Yamanaka T, Hanada E, Suzuki K
J Biol Chem. 1981 Apr 25;256(8):3884-9.
Two new purification procedures for human brain sphingomyelinase (sphingomyelin phosphodiesterase, EC 3.1.4.12), one without any detergent and the other with Triton X-100, are described. These procedures were more readily reproducible than the earlier one from this laboratory (Yamaguchi, S., and Suzuki, K. (1977) J. Biol. Chem. 252, 3805-3813) and yield preparations of higher purity with the final specific activity in the range of 50 to 100 mumol/h/mg of protein. Although activities of most lysosomal hydrolases tested were effectively eliminated, substantial activities of galactosylceramidase and alpha-mannosidase remained in the purified preparation. They could be separated on the analytical scale from the sphingomyelinase activity by sucrose density gradient centrifugation. "Sphingomyelinase A" as we reported earlier appears to be aggregates of the sphingomyelinase (earlier designated as "sphingomyelinase B"). In Sephadex G-200 gel filtration, the enzyme showed an apparent molecular weight of 17 to 21 X 10(4). However, in the sucrose density gradient centrifugation in the presence of Triton X-100, it co-sedimented with bovine serum albumin (Mr = 67,000). Contrary to the earlier procedure, the new procedures eliminated the magnesium-dependent neutral sphingomyelinase activity from the acid sphingomyelinase preparations.

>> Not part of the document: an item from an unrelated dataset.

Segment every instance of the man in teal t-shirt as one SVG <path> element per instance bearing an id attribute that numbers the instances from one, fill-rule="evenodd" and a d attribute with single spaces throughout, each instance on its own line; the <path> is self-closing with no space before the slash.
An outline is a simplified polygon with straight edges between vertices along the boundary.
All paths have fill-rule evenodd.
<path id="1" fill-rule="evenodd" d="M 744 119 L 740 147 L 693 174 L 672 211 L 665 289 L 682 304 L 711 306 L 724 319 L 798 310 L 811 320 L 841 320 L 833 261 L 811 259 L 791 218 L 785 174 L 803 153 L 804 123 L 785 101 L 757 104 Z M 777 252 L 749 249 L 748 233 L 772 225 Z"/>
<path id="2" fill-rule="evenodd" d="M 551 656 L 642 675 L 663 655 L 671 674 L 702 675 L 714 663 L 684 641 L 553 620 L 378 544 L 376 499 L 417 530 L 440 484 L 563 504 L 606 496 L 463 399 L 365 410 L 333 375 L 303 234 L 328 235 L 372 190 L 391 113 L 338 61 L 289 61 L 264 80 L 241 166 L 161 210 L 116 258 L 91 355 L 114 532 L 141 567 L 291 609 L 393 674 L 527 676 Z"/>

本文描述了两种用于纯化人脑鞘磷脂酶(鞘磷脂磷酸二酯酶,EC 3.1.4.12)的新方法,一种不使用任何去污剂,另一种使用 Triton X-100。与本实验室早期的方法(Yamaguchi, S., and Suzuki, K. (1977) J. Biol. Chem. 252, 3805 - 3813)相比,这些方法更易于重复,并且能获得更高纯度的制剂,最终比活性在 50 至 100 μmol/h/mg 蛋白质范围内。尽管所测试的大多数溶酶体水解酶的活性被有效消除,但纯化制剂中仍保留了大量的半乳糖神经酰胺酶和α-甘露糖苷酶活性。通过蔗糖密度梯度离心可在分析规模上将它们与鞘磷脂酶活性分离。正如我们之前报道的,“鞘磷脂酶 A”似乎是鞘磷脂酶(早期称为“鞘磷脂酶 B”)的聚集体。在 Sephadex G - 200 凝胶过滤中,该酶的表观分子量为 17 至 21×10⁴。然而,在 Triton X - 100 存在下的蔗糖密度梯度离心中,它与牛血清白蛋白(Mr = 67,000)共同沉降。与早期方法相反,新方法从酸性鞘磷脂酶制剂中消除了镁依赖性中性鞘磷脂酶活性。